The Islamic State is not just a threat to the Middle East; it's a threat to the U.S. homeland. Particularly since airstrikes started, but even before, the Islamic State has been clear about its long-term goal to attack America. Even if the organization itself does not manage to do so, returning “veterans” of ISIS with U.S. or European passports could set up domestic cells outside ISIS’s formal control—but with training, ideological motivation, and a connection to the global jihadist network.

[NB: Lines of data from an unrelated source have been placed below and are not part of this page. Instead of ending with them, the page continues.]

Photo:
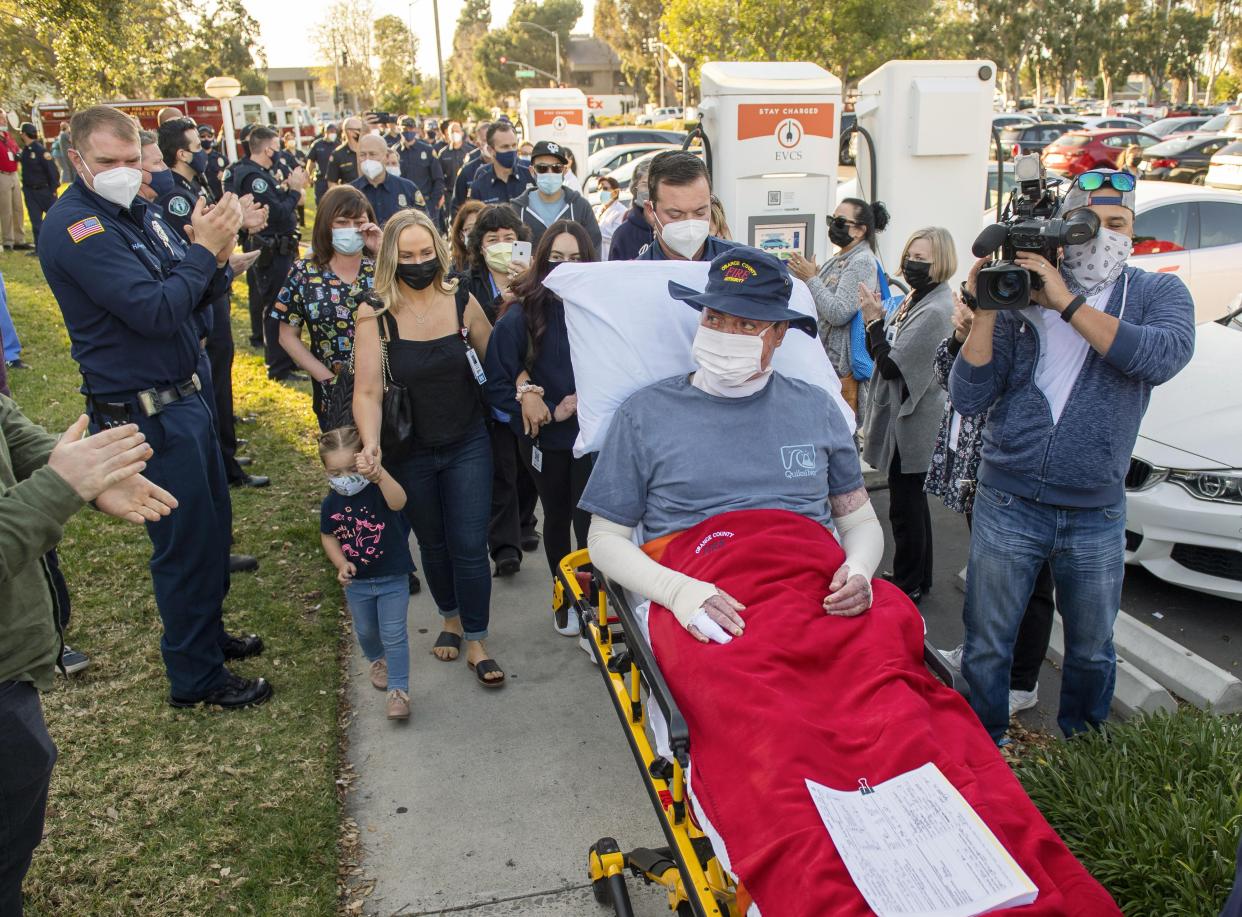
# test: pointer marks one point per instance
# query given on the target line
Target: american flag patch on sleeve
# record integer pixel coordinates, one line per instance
(82, 229)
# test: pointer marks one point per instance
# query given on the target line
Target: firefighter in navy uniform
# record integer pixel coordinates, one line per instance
(420, 165)
(186, 159)
(278, 241)
(40, 178)
(129, 291)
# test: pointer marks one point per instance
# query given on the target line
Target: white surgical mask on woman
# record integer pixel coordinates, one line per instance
(729, 365)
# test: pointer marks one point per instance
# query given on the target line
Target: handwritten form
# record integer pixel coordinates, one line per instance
(915, 848)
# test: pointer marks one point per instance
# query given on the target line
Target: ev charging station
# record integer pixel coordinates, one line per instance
(770, 132)
(930, 123)
(558, 116)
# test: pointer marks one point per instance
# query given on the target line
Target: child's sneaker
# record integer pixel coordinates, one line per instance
(399, 705)
(379, 675)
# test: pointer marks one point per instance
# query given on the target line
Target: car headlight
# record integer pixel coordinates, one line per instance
(1215, 486)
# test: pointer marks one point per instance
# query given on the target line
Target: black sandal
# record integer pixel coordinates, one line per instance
(447, 640)
(486, 667)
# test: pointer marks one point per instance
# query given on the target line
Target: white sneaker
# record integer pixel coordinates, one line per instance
(1024, 700)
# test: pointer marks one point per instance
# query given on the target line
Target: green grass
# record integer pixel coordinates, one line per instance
(162, 812)
(1153, 808)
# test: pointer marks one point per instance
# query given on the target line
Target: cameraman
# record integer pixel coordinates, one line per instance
(1067, 380)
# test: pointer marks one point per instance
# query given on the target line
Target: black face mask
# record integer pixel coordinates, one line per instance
(419, 276)
(838, 234)
(917, 273)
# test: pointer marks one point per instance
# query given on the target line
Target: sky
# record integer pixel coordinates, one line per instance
(287, 39)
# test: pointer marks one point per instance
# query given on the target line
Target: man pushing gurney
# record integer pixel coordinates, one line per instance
(785, 665)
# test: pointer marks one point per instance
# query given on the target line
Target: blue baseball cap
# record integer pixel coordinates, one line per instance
(748, 283)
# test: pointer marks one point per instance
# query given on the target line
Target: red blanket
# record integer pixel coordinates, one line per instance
(806, 695)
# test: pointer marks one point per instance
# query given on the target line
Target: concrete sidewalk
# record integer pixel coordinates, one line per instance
(486, 802)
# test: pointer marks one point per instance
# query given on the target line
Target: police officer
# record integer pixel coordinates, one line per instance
(128, 291)
(343, 163)
(504, 179)
(40, 179)
(278, 241)
(183, 153)
(420, 165)
(317, 160)
(216, 160)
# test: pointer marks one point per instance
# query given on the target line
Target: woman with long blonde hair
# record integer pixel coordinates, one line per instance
(436, 336)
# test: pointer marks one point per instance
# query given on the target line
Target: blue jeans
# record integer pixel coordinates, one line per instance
(379, 606)
(1010, 542)
(448, 503)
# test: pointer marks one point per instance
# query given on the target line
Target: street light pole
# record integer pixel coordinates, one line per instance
(555, 37)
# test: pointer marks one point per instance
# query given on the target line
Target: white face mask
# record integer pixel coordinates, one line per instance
(117, 185)
(348, 485)
(684, 236)
(1092, 266)
(729, 364)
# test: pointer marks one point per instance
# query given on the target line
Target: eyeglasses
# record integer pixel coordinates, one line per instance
(1094, 180)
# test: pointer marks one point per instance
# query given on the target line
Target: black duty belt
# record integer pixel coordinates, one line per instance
(149, 401)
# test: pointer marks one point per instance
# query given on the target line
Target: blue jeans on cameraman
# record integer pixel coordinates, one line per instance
(1011, 539)
(379, 606)
(448, 503)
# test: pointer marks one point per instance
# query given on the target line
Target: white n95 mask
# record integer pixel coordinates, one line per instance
(729, 365)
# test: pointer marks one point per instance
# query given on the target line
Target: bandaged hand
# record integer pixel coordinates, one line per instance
(848, 594)
(717, 619)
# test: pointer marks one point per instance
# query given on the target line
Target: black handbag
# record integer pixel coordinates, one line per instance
(396, 410)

Finally, the Islamic State is a serious enough threat that it has the potential to revise the map of U.S. allies and alliances in the region, upsetting longstanding tenets of Middle East diplomacy. States and groups, such as Iran or the PKK (a Turkish Kurd designated terrorist organization, but a key ally in rescuing the Yazidi at Sinjar), with less-than-friendly relations with the United States may find themselves encountering a détente, should they assist in the fight against ISIS. Likewise, traditional allies in the region, should they be found turning a blind eye to ISIS, could find their relationships reassessed.
This is the challenge the Obama administration must now confront.